What’s next for payments in Africa?
Karen Nadasen, CEO of PayU South Africa and the chair of the Ecommerce Forum of South Africa. Source: Supplied
By 2025 the number of online shoppers on the continent is expected to exceed 0,5 billion. How do we prepare for this growth and meet it with the best possible payment experience?
Security and convenience first
Online merchants wishing to target the intensively growing group of e-commerce consumers in the African markets need to provide solutions that will allow them to pay conveniently and safely.
Various digital payments are becoming more widespread in African countries, which is certainly one of the key aspects of e-commerce growth, and transact-ability is no longer a major constraint.
On the other hand, however, still, almost half of the adults in Africa are not in possession of any formal bank account.
Debit card payment methods make for a 10% penetration of the population, while the credit card ownership rate is even lower with an average of 2% for the entire continent. Those who use card payments, however, are looking for a smoother payment experience.
The last Black Friday edition in South Africa was a great reflection of this trend – we saw a 408% increase in the usage of tokenised cards compared to last year, indicating the rising importance of easy checkout flow with regard to speed, trust, and comfort.
Online shoppers are increasingly tech-savvy, therefore they want a convenient and seamless payment experience. Growing in popularity, buy now, pay later (BNPL) solutions meet those needs. Credit is given in real-time, and the entire process is streamlined by a short credit application process that is completed at checkout.
Moreover, it fosters greater financial inclusion, offering access to credit to unbanked populations that previously would not have been served. BNPL is proving especially attractive to younger consumers – many of whom don’t have credit cards – who are used to doing pretty much everything online.
The borderless future
The situation is slightly different on the continent level – with over 2,000 languages, myriad different currencies, multiple payment systems to navigate, and a patchwork of regulatory frameworks, operating in the African region can be an uphill battle for online merchants.
However, there are initiatives run by governments and regional alliances such as the African Continental Free Trade Area (AfCFTA) and cross-border infrastructure projects like the Pan-African Payment and Settlement System (PAPSS), which are promising to new opportunities for pan-African trade.
Much still needs to be done, and there will be serious hurdles to overcome, but a movement has now been unleashed to transform Africa. When you consider the natural evolution of trade and industry and observe other successful examples in uniting currencies and improving infrastructures, such as the Euro and European Union, it is imaginable that AfCFTA can succeed.
“The AfCFTA could see 30 million people lifted out of extreme poverty, while raising the incomes of 68 million more – but only if the continent’s estimated 400 million people who don’t have access to digital financial services have better access to financial services that are not tied to banks.”
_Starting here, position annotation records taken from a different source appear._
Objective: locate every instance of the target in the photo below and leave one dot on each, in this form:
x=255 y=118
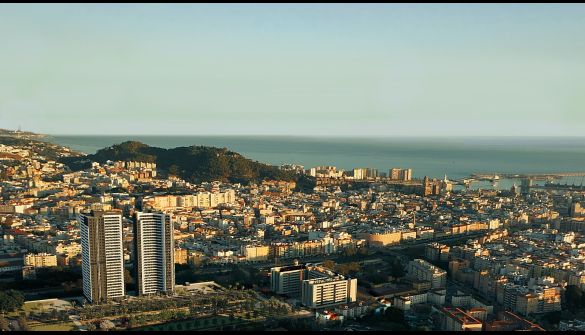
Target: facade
x=102 y=256
x=400 y=174
x=456 y=319
x=328 y=291
x=437 y=252
x=383 y=239
x=154 y=248
x=41 y=260
x=317 y=286
x=287 y=279
x=181 y=256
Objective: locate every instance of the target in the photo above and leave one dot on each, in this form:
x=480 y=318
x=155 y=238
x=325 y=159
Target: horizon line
x=321 y=136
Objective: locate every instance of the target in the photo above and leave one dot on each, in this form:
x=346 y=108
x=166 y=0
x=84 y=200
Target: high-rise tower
x=154 y=250
x=102 y=255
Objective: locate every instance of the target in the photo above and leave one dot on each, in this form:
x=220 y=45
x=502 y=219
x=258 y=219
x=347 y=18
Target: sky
x=368 y=70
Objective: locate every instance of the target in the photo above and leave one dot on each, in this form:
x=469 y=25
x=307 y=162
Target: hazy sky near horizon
x=304 y=69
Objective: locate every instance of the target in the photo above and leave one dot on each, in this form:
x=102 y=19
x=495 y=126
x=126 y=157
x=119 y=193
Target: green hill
x=193 y=163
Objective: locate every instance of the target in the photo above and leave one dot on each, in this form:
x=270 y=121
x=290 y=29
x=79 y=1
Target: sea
x=435 y=157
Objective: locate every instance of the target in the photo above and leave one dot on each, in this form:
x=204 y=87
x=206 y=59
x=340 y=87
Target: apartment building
x=102 y=256
x=423 y=270
x=154 y=248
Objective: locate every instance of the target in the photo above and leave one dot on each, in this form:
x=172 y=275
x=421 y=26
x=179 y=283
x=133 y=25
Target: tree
x=574 y=297
x=10 y=301
x=397 y=270
x=23 y=324
x=396 y=315
x=4 y=326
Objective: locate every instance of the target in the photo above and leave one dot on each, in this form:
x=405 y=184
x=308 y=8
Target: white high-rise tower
x=154 y=250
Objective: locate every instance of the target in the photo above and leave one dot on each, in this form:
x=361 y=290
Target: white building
x=154 y=249
x=102 y=256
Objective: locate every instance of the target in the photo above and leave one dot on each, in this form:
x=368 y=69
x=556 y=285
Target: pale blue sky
x=328 y=69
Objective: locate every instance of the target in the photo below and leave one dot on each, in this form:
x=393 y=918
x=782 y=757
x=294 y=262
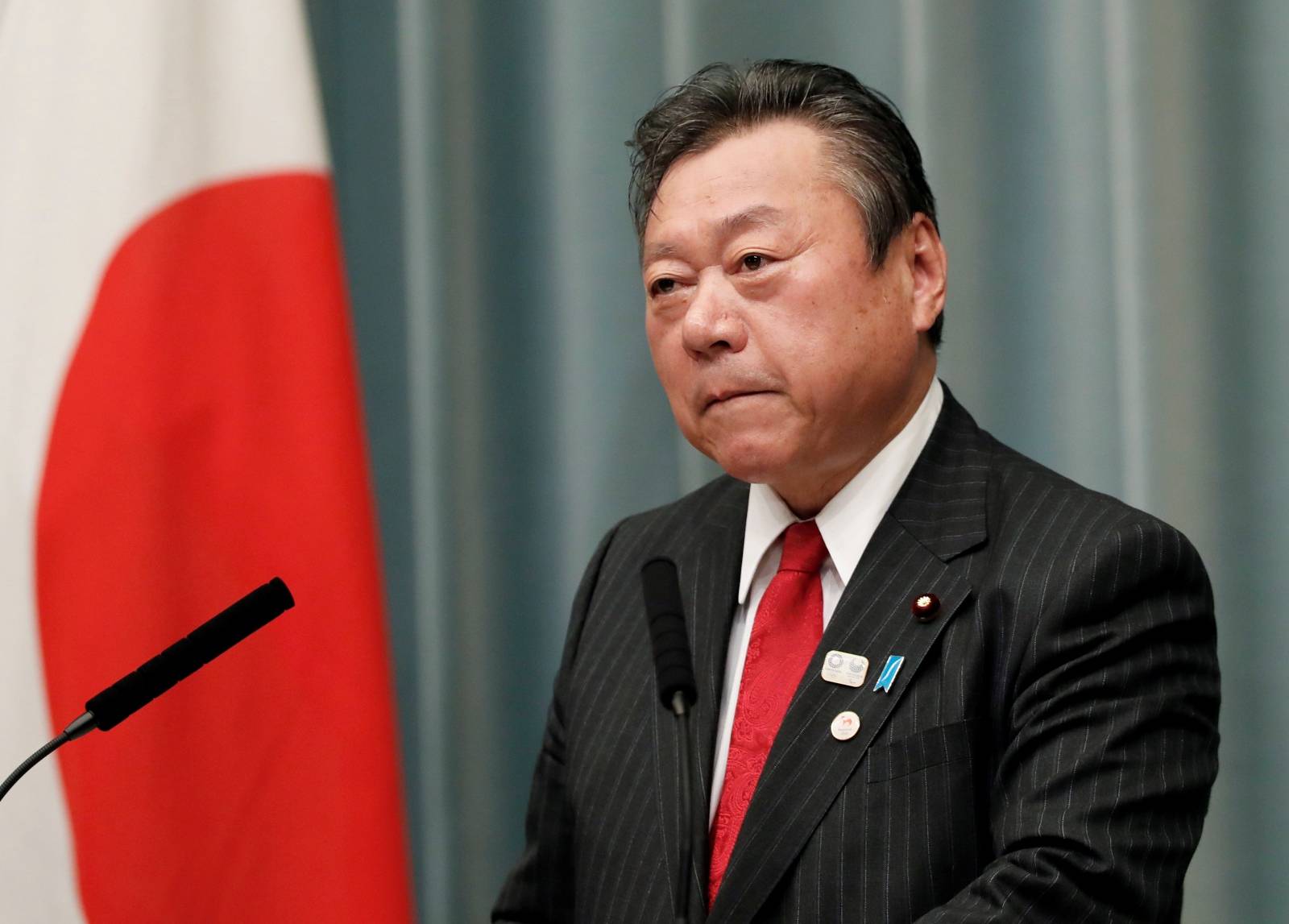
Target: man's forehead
x=760 y=215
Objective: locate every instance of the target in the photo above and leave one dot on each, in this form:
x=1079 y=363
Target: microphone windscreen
x=665 y=615
x=203 y=644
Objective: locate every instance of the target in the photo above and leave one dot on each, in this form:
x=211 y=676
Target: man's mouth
x=726 y=397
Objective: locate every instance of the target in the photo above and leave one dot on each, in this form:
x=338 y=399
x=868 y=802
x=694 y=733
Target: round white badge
x=846 y=726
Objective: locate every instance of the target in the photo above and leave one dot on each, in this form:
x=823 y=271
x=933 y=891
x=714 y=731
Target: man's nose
x=713 y=321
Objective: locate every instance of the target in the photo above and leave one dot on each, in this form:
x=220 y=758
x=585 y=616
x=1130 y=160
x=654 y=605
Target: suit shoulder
x=1028 y=498
x=722 y=502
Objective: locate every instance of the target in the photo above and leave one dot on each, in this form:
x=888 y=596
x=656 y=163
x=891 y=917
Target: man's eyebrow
x=753 y=217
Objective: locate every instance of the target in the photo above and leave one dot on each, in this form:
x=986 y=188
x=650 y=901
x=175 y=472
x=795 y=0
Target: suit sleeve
x=1110 y=744
x=541 y=887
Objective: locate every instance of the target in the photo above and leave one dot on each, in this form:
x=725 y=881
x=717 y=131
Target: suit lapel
x=939 y=515
x=707 y=560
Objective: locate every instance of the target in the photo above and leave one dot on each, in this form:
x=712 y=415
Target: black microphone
x=667 y=628
x=156 y=676
x=195 y=650
x=677 y=690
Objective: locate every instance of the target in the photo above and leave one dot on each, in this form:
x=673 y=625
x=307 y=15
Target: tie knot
x=803 y=548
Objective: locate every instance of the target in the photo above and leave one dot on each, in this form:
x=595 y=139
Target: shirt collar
x=850 y=518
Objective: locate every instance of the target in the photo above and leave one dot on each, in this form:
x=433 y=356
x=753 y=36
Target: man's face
x=785 y=357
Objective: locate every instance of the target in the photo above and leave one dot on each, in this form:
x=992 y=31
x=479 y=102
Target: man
x=1038 y=734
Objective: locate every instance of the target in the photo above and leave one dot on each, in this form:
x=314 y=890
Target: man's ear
x=930 y=266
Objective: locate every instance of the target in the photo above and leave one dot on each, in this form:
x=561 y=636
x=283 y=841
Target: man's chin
x=756 y=464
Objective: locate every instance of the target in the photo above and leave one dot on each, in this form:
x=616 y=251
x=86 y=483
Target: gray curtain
x=1114 y=189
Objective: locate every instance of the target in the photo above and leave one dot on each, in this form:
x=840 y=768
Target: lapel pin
x=889 y=673
x=925 y=607
x=843 y=668
x=846 y=726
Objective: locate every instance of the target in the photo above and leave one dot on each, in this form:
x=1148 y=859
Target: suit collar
x=944 y=499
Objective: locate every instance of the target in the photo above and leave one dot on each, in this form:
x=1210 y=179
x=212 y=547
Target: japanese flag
x=180 y=423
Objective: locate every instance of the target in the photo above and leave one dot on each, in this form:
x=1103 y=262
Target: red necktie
x=784 y=637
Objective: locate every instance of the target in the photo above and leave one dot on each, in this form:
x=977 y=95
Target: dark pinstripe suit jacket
x=1044 y=754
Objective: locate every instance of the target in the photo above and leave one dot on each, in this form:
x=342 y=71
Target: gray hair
x=874 y=157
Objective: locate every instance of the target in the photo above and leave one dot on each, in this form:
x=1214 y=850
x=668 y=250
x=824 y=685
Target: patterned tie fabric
x=784 y=637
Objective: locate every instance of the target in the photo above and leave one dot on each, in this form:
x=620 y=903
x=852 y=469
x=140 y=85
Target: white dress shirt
x=846 y=522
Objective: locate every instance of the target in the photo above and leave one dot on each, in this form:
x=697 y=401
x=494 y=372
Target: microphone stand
x=685 y=822
x=83 y=724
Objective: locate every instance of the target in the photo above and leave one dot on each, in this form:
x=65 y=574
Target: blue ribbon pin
x=889 y=673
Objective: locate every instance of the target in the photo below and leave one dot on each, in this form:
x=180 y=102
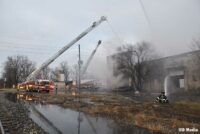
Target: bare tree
x=131 y=62
x=17 y=68
x=65 y=70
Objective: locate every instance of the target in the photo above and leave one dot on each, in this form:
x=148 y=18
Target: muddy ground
x=125 y=110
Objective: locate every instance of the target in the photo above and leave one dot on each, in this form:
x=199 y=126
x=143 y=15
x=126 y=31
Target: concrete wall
x=182 y=70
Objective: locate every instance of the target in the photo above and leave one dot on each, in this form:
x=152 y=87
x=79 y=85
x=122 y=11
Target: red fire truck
x=38 y=85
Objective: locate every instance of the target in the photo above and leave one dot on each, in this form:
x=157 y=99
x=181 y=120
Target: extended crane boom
x=90 y=58
x=45 y=64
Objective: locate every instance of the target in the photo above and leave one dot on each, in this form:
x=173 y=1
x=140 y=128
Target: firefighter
x=162 y=98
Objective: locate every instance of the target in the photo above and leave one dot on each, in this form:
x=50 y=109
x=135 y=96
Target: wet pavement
x=55 y=119
x=106 y=113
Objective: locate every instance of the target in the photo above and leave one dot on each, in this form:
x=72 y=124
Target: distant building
x=171 y=74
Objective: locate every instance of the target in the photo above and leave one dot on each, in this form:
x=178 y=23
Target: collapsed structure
x=171 y=74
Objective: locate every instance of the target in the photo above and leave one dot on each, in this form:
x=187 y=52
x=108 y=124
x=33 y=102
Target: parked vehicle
x=44 y=85
x=38 y=85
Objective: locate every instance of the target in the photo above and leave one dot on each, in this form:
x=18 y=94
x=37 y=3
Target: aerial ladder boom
x=33 y=75
x=90 y=58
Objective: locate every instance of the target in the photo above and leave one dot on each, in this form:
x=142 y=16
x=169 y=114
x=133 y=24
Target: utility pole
x=4 y=82
x=79 y=67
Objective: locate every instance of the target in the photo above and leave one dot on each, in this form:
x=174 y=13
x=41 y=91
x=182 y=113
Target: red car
x=38 y=85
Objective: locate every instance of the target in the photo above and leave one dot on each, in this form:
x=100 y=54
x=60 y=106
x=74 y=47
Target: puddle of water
x=55 y=119
x=73 y=122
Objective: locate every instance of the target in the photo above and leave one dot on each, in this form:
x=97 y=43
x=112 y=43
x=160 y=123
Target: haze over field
x=38 y=28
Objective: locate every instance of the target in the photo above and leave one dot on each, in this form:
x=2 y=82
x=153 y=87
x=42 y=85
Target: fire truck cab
x=44 y=85
x=38 y=85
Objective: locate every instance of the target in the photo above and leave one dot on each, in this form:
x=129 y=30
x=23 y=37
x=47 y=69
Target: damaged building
x=178 y=73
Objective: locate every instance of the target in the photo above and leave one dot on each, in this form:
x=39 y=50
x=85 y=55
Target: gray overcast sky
x=39 y=28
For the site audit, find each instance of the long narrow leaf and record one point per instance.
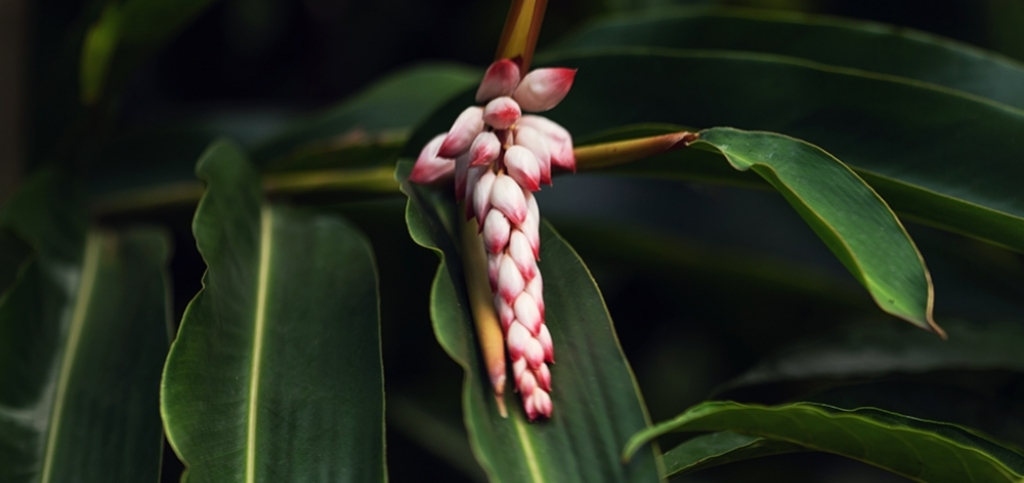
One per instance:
(83, 334)
(275, 372)
(921, 450)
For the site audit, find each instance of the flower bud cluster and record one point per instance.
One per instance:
(499, 158)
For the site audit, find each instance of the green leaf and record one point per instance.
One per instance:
(845, 212)
(126, 33)
(721, 448)
(275, 374)
(597, 403)
(83, 333)
(919, 449)
(864, 351)
(380, 116)
(915, 143)
(894, 50)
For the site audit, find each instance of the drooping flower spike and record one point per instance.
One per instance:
(499, 157)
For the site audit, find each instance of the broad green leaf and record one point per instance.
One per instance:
(275, 374)
(379, 116)
(936, 156)
(129, 31)
(83, 334)
(845, 212)
(721, 448)
(596, 400)
(893, 50)
(919, 449)
(864, 351)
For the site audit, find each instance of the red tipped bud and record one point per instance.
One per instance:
(531, 228)
(544, 377)
(536, 290)
(522, 255)
(494, 264)
(460, 137)
(544, 337)
(526, 383)
(501, 79)
(496, 232)
(502, 113)
(429, 167)
(542, 89)
(506, 195)
(523, 167)
(540, 404)
(531, 139)
(534, 353)
(510, 282)
(527, 314)
(461, 176)
(481, 195)
(559, 140)
(516, 340)
(484, 149)
(505, 312)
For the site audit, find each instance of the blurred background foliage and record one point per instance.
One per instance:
(729, 276)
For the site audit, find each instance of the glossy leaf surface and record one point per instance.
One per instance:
(864, 45)
(913, 142)
(921, 450)
(882, 349)
(275, 372)
(379, 116)
(847, 214)
(596, 400)
(721, 448)
(83, 336)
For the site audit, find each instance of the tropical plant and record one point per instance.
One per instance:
(707, 140)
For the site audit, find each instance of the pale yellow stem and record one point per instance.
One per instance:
(620, 152)
(488, 328)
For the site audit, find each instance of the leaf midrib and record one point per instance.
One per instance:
(266, 221)
(90, 266)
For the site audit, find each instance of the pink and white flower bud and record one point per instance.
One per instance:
(528, 314)
(429, 167)
(544, 377)
(484, 149)
(531, 228)
(506, 195)
(501, 79)
(544, 337)
(531, 139)
(481, 195)
(472, 181)
(461, 176)
(502, 113)
(536, 289)
(505, 312)
(460, 137)
(541, 404)
(510, 281)
(559, 140)
(534, 353)
(526, 383)
(494, 266)
(496, 232)
(517, 339)
(523, 167)
(542, 89)
(522, 254)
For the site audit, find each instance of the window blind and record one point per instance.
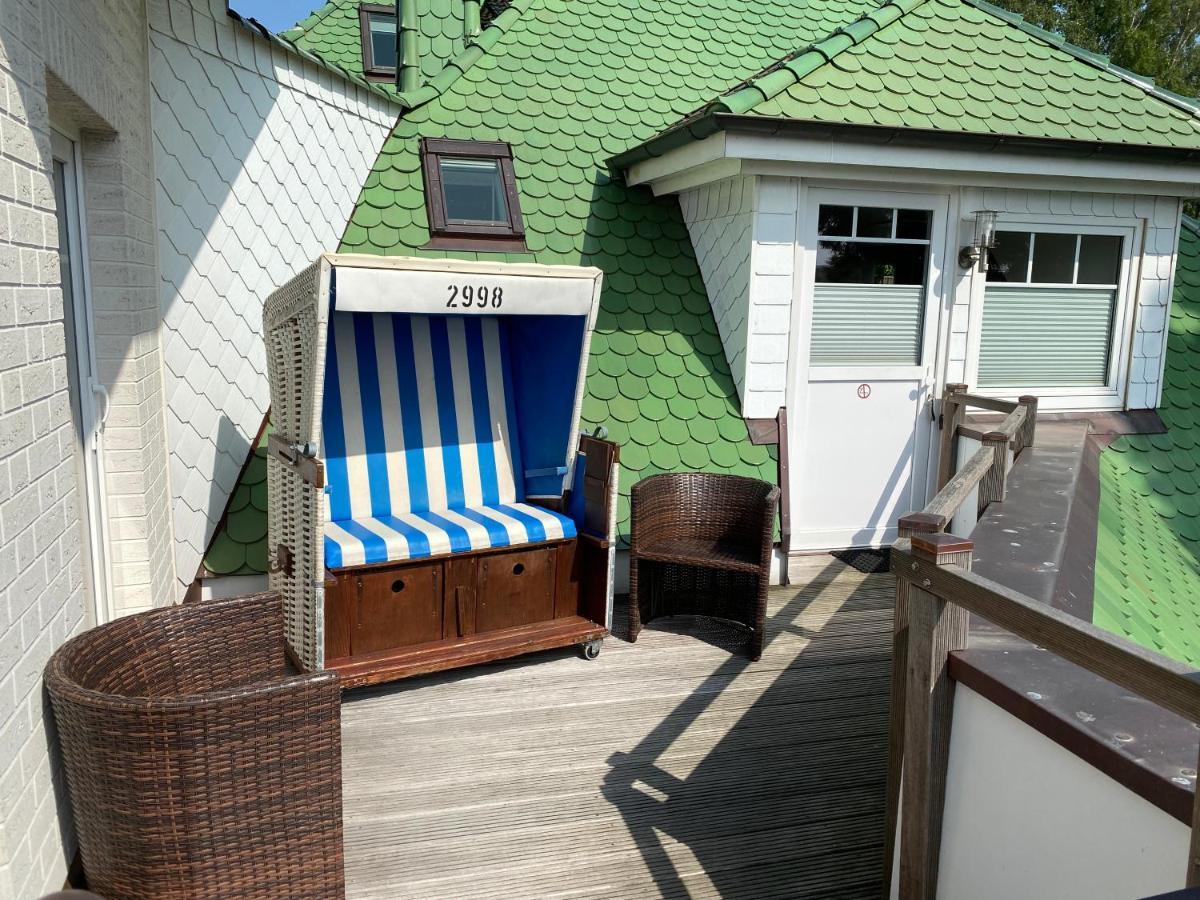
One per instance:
(867, 324)
(1045, 337)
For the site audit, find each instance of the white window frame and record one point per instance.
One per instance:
(1110, 395)
(807, 264)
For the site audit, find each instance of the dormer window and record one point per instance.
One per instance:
(471, 196)
(377, 25)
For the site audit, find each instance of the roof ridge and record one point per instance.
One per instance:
(1097, 60)
(279, 39)
(307, 22)
(792, 69)
(475, 49)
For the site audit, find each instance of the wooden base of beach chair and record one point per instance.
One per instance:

In other words, AfCTA’s success could depend on the roll-out of open banking across the continent.
Open banking opportunity
Open banking allows financial services providers to create a broader range of inclusive products, giving unbanked and underbanked consumers access, for the first time, to private mortgages, savings systems, pension funds, insurance, investments, and credit.
It also encourages informed and more responsible banking behaviors, as well as gives micro-enterprises and contingent workers, access to affordable and relevant financial services and products.
Other practical benefits include overcoming a lack of documentation that puts up barriers to accessing financial products, with long-term outcomes including a reduced reliance on expensive formal or informal credit, as well as heavily indebted consumers being able to enter a debt rehabilitation service that will help them emerge from their credit quagmire.
With EY research showing that broader access to banking, savings, and lending products could boost GDP by up to 14% in emerging countries, and up to 30% in frontier countries, the opportunity is clear.
“With open banking principles being in stark contrast to the historically very private nature of banking relationships, open banking could be a game changer on the African continent by making transactions more convenient and increasing the personalisation of banking services.”
It can give consumers new insights and ways to manage their money, as well as allow access to new products and services that were simply not previously available to them before.